Rye Bread Easy, Quick and Tasty

by Editorial Staff

Summary

Prep Time 10 mins
Cook Time 45 mins
Total Time 3 hrs 25 mins
Course Breakfast
Cuisine European
Servings (Default: 1)

Ingredients

  • 1 cube yeast, 42 g
  • 1 sachet sourdough, powder
  • 3 tablespoon beet syrup
  • 1 kg rye flour
  • 3 teaspoons salt
  • 700 ml water
  • Flour, for the work surface
Rye Bread Easy, Quick and Tasty
Rye Bread Easy, Quick and Tasty

Instructions

  1. Crumble the yeast in a bowl, add 700 ml of lukewarm water, sourdough and syrup and stir well. Put the flour in a large bowl and make a large hollow in it.

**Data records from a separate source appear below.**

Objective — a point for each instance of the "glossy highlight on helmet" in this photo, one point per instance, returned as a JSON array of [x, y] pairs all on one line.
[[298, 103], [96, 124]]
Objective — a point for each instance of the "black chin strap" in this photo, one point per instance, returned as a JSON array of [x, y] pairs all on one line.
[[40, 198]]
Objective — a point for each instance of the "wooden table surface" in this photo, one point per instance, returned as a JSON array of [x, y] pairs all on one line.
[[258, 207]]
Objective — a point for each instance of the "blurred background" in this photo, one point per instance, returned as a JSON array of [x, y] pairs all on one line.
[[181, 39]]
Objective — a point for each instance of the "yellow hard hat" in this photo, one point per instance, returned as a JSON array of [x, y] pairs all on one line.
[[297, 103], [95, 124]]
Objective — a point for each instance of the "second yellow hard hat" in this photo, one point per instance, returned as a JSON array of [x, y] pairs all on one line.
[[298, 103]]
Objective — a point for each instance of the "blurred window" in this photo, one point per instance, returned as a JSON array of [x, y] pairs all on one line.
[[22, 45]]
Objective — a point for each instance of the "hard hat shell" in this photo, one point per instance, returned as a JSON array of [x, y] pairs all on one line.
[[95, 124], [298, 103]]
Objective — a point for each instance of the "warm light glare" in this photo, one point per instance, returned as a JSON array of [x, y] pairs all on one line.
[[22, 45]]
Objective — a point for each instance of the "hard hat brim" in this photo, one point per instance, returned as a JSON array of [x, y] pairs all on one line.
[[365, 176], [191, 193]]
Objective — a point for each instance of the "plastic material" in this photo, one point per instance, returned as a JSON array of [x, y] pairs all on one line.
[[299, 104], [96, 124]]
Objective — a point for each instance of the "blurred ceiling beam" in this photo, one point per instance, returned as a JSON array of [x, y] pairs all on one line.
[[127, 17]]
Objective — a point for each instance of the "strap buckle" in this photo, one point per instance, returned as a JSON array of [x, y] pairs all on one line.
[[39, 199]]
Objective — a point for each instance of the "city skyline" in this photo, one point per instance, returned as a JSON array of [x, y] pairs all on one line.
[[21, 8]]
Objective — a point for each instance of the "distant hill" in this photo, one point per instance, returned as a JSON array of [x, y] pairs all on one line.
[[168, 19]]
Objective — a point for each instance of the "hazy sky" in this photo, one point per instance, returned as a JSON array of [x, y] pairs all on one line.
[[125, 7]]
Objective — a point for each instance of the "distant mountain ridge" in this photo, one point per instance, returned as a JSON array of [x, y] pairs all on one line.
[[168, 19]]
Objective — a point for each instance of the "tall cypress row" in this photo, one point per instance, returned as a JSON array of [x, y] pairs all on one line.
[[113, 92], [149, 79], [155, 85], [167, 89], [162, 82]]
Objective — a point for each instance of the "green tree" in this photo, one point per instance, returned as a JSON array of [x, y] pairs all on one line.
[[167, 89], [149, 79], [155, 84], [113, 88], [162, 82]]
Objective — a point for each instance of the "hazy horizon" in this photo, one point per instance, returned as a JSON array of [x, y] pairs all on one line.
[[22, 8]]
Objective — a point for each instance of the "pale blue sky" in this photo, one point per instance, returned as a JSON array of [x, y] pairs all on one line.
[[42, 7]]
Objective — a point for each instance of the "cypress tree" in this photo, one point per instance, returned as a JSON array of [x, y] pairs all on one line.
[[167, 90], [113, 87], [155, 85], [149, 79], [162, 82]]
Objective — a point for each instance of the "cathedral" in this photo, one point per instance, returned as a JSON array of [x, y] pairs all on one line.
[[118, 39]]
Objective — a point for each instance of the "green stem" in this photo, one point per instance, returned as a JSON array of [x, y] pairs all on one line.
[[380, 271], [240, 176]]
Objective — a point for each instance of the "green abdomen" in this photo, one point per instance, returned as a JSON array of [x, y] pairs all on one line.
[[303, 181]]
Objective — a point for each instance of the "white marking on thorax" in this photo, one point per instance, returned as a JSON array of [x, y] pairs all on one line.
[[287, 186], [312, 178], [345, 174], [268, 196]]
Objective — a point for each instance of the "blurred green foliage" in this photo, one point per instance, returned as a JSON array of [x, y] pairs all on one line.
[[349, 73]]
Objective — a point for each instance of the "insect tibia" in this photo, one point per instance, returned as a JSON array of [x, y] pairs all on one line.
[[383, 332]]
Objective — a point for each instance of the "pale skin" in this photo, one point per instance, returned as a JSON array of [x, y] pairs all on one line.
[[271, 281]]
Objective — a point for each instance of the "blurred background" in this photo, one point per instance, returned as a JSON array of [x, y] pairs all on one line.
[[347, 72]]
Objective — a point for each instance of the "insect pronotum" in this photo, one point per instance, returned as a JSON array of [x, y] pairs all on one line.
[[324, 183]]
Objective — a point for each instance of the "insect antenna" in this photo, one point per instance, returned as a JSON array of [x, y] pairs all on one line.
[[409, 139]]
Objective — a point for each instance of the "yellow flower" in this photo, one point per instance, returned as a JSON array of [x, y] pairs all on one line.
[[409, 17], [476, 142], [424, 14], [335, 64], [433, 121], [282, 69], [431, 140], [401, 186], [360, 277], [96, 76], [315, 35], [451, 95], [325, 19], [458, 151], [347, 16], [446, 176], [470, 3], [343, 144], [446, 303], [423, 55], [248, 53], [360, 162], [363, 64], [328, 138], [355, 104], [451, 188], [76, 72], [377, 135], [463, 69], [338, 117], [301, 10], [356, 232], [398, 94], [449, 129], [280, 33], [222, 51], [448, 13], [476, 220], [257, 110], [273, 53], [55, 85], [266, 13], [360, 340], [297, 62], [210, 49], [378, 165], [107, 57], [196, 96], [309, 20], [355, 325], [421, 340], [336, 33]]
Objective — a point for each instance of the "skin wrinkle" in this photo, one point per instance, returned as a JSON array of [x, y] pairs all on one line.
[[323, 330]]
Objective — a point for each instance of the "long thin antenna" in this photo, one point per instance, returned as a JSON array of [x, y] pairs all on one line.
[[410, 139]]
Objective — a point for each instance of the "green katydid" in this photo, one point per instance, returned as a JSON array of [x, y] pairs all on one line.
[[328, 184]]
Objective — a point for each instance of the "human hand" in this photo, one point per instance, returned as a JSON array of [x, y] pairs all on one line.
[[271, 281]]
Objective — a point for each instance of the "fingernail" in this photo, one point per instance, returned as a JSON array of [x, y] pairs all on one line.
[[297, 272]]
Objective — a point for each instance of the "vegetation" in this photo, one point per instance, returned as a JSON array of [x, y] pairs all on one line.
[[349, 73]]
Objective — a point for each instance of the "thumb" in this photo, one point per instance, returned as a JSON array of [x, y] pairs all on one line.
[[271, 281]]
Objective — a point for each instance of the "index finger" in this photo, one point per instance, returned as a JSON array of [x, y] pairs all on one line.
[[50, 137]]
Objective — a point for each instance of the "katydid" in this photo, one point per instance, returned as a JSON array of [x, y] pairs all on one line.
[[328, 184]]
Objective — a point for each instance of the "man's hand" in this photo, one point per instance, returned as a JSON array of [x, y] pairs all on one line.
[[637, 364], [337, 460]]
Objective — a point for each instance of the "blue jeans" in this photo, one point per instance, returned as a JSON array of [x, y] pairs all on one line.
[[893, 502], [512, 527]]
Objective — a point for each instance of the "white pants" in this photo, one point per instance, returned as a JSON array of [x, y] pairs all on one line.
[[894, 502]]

Pour the yeast liquid into the well and slowly work in the flour and salt from the inside out. Knead the dough for a few minutes to form a smooth dough. Then put the dough in a bowl sprinkled with flour and cover and let rise to double size in a warm place for 1.5 hours.
  2. Place the dough on a surface dusted with flour, quarter and knead again briefly and then shape into 4 small or one large bread. Brush the bread with water and sift some flour over it. Cover and let the loaves rise for another 45 minutes.
  3. Preheat the oven to 250 degrees. Put the loaves in the hot oven and bake for 15 minutes. Reduce the heat to 200 degrees and bake for another 30-35 minutes until golden brown.